Marbury v. Madison (1803)

Primary tabs

Marbury v. Madison (1803) was the U.S. Supreme Court case that established the Supreme Court’s power of judicial review. (Read the opinion here).

After President John Adams lost the 1800 election, but before he left office, he appointed Marbury as a justice of the peace and signed the commission. Soon thereafter, Thomas Jefferson became President of the United States and refused to allow Secretary of State James Madison to deliver the commission to Marbury. Marbury sued Madison in the Supreme Court to get his commission via a writ of mandamus.
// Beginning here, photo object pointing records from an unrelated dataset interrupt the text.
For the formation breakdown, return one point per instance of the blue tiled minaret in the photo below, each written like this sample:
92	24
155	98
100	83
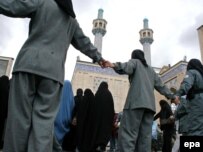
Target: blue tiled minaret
99	30
146	39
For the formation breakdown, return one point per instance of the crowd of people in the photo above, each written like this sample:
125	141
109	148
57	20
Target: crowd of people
42	115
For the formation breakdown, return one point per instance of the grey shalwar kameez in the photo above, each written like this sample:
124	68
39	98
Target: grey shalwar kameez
38	73
195	105
136	124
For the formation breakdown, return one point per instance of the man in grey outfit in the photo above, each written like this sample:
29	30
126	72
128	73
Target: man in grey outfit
38	73
138	113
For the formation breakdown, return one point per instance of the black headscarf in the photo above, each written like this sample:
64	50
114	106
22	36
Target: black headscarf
196	65
67	6
139	54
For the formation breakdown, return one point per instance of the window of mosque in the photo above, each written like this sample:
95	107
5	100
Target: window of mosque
148	34
104	26
100	24
144	34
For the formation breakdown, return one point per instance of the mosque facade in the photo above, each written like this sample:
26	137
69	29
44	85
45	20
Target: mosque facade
90	75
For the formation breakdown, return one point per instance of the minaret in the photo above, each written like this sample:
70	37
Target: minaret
200	35
99	30
146	39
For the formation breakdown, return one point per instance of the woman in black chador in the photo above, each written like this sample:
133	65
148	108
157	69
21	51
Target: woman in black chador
192	87
84	122
103	120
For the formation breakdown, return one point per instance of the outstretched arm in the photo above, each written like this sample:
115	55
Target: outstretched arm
18	8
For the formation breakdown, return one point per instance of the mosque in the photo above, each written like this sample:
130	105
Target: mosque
90	75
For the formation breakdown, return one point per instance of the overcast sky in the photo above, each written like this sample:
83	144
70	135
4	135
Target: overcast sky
174	23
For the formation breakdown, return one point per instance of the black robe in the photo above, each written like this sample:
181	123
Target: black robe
84	122
103	116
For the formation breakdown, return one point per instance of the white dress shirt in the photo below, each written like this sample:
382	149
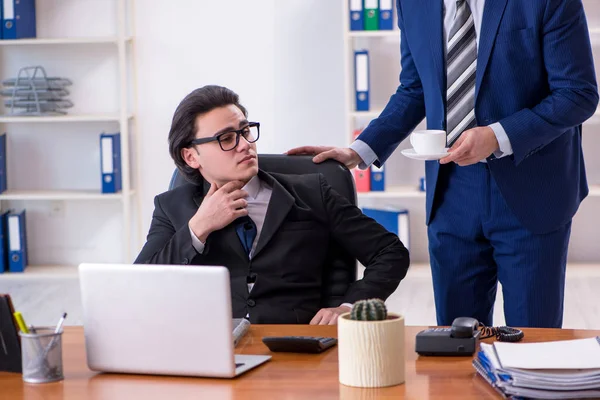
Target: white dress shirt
259	195
505	149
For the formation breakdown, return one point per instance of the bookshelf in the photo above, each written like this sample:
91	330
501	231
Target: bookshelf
78	187
402	175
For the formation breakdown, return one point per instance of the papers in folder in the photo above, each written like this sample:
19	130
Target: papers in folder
567	369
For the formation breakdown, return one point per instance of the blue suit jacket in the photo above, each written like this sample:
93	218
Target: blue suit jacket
535	75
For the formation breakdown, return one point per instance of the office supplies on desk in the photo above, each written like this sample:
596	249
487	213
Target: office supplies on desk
568	369
202	344
299	344
10	348
18	19
356	15
17	242
361	79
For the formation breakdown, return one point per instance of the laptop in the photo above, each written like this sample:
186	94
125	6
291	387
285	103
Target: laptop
160	319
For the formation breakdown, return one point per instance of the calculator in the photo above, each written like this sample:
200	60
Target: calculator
299	344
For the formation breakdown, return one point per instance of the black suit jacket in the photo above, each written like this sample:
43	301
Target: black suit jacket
305	217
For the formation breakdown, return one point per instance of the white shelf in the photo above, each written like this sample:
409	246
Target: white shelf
60	195
388	33
34	272
12	119
394	192
53	41
366	114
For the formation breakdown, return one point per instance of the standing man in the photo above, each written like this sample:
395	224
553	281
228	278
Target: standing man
511	82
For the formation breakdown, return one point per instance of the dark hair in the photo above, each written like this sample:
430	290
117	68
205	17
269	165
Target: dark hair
183	126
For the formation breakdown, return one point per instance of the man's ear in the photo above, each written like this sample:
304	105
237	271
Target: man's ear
190	157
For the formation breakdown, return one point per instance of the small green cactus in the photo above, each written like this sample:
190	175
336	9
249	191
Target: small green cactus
369	310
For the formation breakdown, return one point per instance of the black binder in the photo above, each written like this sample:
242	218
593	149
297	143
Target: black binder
10	346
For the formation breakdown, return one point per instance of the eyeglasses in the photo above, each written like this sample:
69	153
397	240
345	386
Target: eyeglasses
229	140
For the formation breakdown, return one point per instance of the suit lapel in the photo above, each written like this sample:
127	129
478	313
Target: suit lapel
492	14
279	206
434	25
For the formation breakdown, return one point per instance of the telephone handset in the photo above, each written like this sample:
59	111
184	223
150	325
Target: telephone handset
461	338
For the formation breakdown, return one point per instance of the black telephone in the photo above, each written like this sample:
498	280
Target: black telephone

Under Justice John Marshall, the Court specifically held that the provision in the 1789 Act granting the Supreme Court the power to issue a writ of mandamus was unconstitutional. More importantly, however, Marshall’s opinion established that the Supreme Court has the authority, under the Supremacy Clause and Article III, § 2 of the Constitution, to review legislative or executive acts and find them unconstitutional, i.e., the power of judicial review. The Court also delineated the limits of the Supreme Court’s original jurisdiction, namely, stating that political questions are not reviewable by the federal courts. It also described the limitations on federal courts’ jurisdiction set forth in Article III of the Constitution. While Marbury v. Madison limited federal court’s jurisdiction, it cemented the Court’s status as the ultimate interpreter of the Constitution.